Imagine answering your door to find five masked people speaking with disguised voices asking to be allowed in. Would you let them in? In Newfoundland, at Christmas, it would have  been expected.

Mummers knocking and asking if they can come in

Mummers knocking and asking if they can come in

For these are the Newfoundland mummers– the highlight of the Christmas celebration. No matter what your age, you could  go mummering. Everyone would be disguised in all kinds of outfits, covering their faces with lace curtains or pillowcases. They’d disguise their voices, too and after knocking loudly, at every house they’d ask “Any mummers ‘lowed in?”
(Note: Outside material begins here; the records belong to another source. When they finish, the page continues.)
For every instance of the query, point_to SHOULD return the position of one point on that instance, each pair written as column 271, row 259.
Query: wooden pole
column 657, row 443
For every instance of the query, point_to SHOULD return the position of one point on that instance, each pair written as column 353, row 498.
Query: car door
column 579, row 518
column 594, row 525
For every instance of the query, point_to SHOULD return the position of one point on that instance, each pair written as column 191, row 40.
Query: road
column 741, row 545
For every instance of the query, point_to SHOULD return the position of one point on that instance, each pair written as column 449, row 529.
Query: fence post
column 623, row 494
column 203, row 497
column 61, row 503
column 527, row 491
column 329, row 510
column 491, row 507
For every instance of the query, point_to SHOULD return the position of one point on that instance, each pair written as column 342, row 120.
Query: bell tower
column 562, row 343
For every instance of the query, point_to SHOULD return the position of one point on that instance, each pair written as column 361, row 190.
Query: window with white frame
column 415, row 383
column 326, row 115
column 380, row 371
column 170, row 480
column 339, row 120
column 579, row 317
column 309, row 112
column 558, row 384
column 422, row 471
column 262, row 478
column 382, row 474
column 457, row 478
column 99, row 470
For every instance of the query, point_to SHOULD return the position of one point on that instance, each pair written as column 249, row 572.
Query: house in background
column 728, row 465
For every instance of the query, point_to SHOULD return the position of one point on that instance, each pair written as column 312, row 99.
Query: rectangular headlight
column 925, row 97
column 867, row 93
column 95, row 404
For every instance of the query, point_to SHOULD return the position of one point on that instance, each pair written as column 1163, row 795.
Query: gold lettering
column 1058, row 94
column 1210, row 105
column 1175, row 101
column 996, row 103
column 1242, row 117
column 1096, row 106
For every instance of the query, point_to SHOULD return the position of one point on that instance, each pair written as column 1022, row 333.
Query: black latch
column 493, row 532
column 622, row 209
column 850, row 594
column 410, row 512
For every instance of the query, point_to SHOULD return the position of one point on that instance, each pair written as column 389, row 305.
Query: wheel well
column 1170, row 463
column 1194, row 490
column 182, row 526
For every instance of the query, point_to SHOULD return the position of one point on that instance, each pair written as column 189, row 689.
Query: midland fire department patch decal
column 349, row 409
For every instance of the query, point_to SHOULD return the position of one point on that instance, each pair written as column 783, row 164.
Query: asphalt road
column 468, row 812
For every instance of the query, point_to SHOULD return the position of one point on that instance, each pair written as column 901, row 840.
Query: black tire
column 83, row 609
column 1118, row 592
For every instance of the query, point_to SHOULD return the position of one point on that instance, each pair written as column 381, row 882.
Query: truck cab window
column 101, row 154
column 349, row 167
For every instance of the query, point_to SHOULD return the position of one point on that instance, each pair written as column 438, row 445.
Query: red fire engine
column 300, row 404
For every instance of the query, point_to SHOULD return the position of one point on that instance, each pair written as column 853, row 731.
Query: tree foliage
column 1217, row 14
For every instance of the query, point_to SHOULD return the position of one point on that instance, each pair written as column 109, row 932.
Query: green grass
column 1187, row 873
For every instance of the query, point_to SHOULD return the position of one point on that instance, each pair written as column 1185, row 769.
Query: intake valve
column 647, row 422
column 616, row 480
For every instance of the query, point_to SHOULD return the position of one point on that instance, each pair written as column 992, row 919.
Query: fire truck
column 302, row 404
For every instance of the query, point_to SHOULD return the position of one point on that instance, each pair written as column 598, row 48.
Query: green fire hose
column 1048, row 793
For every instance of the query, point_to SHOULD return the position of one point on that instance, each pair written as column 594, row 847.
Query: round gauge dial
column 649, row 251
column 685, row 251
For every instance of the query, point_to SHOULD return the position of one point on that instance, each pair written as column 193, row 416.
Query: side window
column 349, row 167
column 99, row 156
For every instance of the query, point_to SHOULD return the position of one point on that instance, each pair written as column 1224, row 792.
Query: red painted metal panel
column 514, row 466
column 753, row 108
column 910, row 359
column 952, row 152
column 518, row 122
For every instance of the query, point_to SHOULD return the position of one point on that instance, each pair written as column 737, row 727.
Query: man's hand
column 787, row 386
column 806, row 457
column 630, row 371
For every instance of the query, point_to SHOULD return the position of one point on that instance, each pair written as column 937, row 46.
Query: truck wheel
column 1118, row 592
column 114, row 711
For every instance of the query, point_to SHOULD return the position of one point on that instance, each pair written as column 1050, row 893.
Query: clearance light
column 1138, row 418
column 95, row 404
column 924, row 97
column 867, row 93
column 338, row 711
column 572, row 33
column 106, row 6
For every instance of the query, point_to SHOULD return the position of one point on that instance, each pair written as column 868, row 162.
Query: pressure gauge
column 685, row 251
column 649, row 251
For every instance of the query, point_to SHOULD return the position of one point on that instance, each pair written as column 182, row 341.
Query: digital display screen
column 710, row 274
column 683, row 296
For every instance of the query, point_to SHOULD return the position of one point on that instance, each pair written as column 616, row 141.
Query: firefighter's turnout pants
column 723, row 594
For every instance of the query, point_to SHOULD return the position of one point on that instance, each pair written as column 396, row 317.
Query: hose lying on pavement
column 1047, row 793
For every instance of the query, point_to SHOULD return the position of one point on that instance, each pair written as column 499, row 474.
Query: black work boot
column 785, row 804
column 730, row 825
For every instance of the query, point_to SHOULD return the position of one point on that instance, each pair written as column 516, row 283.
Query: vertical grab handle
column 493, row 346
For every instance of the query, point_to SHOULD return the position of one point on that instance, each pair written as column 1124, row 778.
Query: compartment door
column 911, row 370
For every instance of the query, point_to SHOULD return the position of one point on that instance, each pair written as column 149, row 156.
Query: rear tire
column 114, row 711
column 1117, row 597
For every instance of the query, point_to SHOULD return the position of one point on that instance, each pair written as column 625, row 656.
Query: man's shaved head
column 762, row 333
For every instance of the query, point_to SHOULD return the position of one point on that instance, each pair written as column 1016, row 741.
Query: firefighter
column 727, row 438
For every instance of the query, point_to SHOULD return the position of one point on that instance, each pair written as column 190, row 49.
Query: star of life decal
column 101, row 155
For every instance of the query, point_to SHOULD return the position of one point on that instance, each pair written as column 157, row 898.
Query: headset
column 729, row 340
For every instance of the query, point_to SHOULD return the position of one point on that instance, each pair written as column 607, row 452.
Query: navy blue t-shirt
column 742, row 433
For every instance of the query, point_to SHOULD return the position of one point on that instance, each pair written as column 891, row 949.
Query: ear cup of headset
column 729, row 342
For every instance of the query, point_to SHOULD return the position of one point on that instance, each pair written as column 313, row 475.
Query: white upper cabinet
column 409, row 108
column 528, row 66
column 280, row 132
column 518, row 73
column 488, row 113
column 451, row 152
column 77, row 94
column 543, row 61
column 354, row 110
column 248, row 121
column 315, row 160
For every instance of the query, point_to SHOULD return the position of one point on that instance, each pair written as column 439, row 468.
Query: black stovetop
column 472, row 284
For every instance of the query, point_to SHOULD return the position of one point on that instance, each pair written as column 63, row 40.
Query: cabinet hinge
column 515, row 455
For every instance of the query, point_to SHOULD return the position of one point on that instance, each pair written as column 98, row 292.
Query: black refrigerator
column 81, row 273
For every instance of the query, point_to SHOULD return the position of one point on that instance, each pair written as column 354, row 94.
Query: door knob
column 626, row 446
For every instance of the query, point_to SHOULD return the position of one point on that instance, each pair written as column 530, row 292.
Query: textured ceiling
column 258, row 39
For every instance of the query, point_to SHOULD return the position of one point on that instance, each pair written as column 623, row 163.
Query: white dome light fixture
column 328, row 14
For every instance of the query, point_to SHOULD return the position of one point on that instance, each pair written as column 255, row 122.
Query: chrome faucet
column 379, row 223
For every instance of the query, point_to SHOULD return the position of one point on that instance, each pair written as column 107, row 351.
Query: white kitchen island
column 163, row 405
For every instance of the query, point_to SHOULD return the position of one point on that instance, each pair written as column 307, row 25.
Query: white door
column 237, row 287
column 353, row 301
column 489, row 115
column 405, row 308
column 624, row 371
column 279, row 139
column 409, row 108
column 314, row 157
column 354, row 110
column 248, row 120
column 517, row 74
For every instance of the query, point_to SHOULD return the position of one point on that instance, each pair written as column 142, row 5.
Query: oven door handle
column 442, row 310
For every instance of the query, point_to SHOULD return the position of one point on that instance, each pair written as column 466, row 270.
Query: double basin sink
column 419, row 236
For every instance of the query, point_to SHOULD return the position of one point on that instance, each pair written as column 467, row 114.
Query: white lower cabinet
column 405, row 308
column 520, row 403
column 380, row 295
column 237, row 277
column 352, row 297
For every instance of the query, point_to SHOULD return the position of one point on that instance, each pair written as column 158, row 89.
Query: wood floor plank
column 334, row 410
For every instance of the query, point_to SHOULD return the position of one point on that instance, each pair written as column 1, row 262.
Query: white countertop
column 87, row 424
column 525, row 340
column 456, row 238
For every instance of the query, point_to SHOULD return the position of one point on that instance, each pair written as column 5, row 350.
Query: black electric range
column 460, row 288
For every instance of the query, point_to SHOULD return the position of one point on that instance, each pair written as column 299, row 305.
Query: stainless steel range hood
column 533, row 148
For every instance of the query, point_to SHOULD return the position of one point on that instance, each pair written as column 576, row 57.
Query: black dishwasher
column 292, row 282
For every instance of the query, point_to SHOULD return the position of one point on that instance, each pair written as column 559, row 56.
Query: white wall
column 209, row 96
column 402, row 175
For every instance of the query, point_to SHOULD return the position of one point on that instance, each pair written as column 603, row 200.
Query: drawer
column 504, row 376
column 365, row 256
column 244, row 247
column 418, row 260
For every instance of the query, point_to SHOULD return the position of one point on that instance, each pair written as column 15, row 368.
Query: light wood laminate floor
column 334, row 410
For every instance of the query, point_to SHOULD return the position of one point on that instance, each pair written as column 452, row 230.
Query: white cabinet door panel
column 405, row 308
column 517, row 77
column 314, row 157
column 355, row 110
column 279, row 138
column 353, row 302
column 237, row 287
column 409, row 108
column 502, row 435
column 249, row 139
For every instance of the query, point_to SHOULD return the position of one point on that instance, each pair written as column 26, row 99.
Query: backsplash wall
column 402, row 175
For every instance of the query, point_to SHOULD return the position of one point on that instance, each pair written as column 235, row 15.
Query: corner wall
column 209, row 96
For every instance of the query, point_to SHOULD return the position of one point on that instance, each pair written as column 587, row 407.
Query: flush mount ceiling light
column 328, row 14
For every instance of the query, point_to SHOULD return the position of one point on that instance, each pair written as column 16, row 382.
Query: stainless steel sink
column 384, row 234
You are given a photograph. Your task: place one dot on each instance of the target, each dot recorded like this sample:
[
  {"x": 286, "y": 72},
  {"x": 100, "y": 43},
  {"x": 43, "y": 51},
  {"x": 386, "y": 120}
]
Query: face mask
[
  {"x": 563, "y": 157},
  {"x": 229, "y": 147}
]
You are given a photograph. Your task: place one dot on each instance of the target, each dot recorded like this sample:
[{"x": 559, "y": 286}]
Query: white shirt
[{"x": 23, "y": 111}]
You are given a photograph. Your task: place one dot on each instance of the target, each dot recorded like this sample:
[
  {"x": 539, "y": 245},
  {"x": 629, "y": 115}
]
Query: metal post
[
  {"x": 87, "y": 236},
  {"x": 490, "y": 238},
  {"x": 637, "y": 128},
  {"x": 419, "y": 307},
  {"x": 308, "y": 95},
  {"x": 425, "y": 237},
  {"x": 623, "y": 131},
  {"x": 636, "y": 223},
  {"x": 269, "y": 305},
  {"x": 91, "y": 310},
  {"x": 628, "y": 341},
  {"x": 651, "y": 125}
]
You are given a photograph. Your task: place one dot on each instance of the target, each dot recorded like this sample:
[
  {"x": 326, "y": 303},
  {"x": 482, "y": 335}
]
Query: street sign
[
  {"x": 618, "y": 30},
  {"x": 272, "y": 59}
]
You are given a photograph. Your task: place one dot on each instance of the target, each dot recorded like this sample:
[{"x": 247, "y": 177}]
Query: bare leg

A male mummer in a nightgown and wearing a lampshade on his head sits at a table having a drink

A mummer in a nightgown wearing a lampshade on his head sits at a table having a drink

If the answer was yes, they would go inside and the usual routine would begin as the homeowners tried to guess who each one was. “Are ye from across the bay?” “No Sin John’s” ” Ye’re just tryin’ to fool us”  “I think you’re Bill, from down in the cove and that one’s Sadie cause she got on her mother’s apron”.

 

Four Mummers having a nip of rum sit with an elderly woman on a crowded couch

Mummers having a nip in Parker’s Cove

And so it continued til they were all discovered and the face covering was removed. Mummers would then be offered a snack, usually fruit cake and Purity syrup, but sometimes the adults would be treated with a drink of rum.

Listen to Frank Murphy on mummering with transcription

A man plays accordion for the mummers

Gerald Murphy playing the accordion for mummers in Parker’s Cove

Then there’d be dancing, usually to accordion music or mouth organ but quite often it would be just chin music. As youngsters, we liked the chin music best because each of the women who sang for us had their own collection of nonsense syllables in their song. Some even made it up with real words “as carn as she goes” (according as she goes).  Listen as Earl Lockyer describes an example of a verse made up on the spot for the mummers to dance to.

 

Listen to Earl Lockyer with transcription

Mrs. Anne Whiffen was one of the best for the chin music and youngsters would go to her house night after night. She says her husband really loved the mummers but he’d always say “the canvas will be worn out before Christmas is over”.